Science: Health: Drug: Recreational
Sell Ventolin To Injecting Drug Users   (+1, -4)  [vote for, against]

(_!_) As well as making life easier for limp-lunged asthmatics, Ventolin makes your heart beat faster and your veins rise, so that they become more visible under the skin.

Therefore, acquire a large quantity of ventolin inhalers, possibly by breaking into schools and raiding the desks of teachers, and sell them to junkies along with their usual fix.
-- calum, Jun 03 2005

Salbutamol http://en.wikipedia.org/wiki/Ventolin
[calum, Jun 03 2005]

Other Options http://www.chclibra...romed/00070010.html
Same result [blissmiss, Jun 06 2005]

haven't been to donate blood in quite a while, but would ventolin help them find my blood vessels instead of the usual half hour poking and bruising session I usually endure?
-- po, Jun 03 2005


Sounds like it, [po]. I could do with this, too - last time I was in hospital getting an injection, I got a big row from the nurse for having "useless veins". Her manner was accusatory; it was as if she thought I'd hidden them away deliberately, just to make her life difficult.

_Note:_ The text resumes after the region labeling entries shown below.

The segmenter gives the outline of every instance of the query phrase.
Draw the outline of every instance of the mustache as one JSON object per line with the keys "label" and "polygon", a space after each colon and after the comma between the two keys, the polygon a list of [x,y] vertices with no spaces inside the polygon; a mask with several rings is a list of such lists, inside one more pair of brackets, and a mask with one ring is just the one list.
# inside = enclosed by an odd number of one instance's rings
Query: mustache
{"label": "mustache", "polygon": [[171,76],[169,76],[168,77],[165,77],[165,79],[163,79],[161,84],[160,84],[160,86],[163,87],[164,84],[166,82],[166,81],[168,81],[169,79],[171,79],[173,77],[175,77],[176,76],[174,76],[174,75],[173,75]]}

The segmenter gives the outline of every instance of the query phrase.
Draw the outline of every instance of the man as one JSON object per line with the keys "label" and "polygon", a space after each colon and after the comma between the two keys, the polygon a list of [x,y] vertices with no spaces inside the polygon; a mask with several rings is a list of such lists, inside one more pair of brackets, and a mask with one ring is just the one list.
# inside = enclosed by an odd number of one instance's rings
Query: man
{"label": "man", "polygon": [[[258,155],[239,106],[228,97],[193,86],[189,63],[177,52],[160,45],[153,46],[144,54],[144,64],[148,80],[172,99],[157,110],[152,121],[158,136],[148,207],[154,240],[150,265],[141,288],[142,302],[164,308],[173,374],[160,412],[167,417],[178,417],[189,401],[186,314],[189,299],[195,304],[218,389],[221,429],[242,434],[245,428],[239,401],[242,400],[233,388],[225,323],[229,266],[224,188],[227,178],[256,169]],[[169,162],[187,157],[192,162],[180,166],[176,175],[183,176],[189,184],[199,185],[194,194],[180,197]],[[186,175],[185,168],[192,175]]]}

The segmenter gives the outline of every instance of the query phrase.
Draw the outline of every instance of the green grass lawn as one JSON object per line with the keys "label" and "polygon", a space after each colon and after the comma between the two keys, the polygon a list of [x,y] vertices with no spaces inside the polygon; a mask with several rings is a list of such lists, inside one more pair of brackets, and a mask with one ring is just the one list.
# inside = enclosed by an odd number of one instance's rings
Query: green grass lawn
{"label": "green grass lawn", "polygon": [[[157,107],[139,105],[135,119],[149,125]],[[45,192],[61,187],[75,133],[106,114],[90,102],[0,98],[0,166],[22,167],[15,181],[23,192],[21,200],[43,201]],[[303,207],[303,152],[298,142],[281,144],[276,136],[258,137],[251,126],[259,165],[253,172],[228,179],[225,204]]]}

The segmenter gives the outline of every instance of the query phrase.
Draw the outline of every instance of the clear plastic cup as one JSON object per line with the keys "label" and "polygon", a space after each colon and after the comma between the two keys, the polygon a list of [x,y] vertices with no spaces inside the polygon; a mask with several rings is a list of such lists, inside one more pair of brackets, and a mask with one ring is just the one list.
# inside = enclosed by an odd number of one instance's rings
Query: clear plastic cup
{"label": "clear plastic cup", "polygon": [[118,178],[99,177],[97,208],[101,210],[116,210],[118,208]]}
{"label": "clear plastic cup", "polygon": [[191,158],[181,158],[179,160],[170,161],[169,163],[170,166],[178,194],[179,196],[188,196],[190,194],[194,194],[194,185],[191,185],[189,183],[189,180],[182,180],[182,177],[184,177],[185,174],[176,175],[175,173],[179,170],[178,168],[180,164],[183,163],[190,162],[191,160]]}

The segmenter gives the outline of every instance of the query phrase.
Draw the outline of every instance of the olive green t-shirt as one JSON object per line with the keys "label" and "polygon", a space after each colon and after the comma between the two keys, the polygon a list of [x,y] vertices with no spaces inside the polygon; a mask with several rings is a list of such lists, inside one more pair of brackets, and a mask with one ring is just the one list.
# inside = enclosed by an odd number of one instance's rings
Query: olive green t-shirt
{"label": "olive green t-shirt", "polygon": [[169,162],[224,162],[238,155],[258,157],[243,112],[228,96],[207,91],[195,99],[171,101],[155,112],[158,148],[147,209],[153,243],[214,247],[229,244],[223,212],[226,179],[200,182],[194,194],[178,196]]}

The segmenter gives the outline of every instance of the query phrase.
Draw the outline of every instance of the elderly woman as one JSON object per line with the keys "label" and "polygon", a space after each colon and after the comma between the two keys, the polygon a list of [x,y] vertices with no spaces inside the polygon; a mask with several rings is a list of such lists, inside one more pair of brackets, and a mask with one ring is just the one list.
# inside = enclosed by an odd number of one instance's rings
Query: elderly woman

So a + for the idea of using it to help us poor souls with our jabs, but not for aiding junkies.
-- salachair, Jun 03 2005


Similar symptoms can be achieved (i.e.increased heart rate, throbbing veins) by setting a large and ferocious dog on them after you sell them their drugs. This involves less risk to you and may even allow you to recover the 'goods' if the dog proves to be either too ferocious or the drug-addict too emaciated and feeble to defend themselves.
-- DrBob, Jun 03 2005


//Ventolin makes your heart beat faster//

So does cocaine. I wouldn't want to be on the end of that needle after a Ventolin dose.
-- disbomber, Jun 03 2005


It’s not likely a junkie would use drug money for this, especially since they may be a better than average phlebotemist.
-- Shz, Jun 03 2005


You're aware that Ventolin is also addictive?
-- angel, Jun 04 2005


//You're aware that Ventolin is also addictive?//Is it? My maximum-therapy better half maintains that it is not and a certain amount of googling seems to suggest that there is debate as to whether it is, much of it resting on the definition of "addiction."

If ventolin *is* addictive, then so much the better for this scheme. The inhalers are the lock that keep freemarketeer junkies from forgetting where their loyalties should lie.
-- calum, Jun 06 2005


//My maximum-therapy better half maintains that it is not and a certain amount of googling seems to suggest that there is debate as to whether it is, much of it resting on the definition of "addiction."//
My once-asthmatic wife maintains that it is, but, as you say, much depends on definition. Ventolin use does not cure the illness, it temporarily alleviates the symptoms, simultaneously obliging the sufferer to continue its use. It's off-topic here, but there's a regime which my wife found to be life-changing; e-mail me for details if you're interested.
I'm not commenting on the actual idea; as is often the case with your ideas, I'm not fully certain how far your tongue is poked into your cheek.
-- angel, Jun 06 2005


Wouldn't any Vasodilators perform the same function? Many without the rapid heart rate issue. There are many to chose from, some even free and found in food, or other substances. (And angel, I would guess his tongue is so far embedded in his cheeck, we won't be seeeing it wag, until Christmas).

Do we really want junkies having easier access? I kinda enjoy the between the toe, and/or behind the knee, acrobatic effect.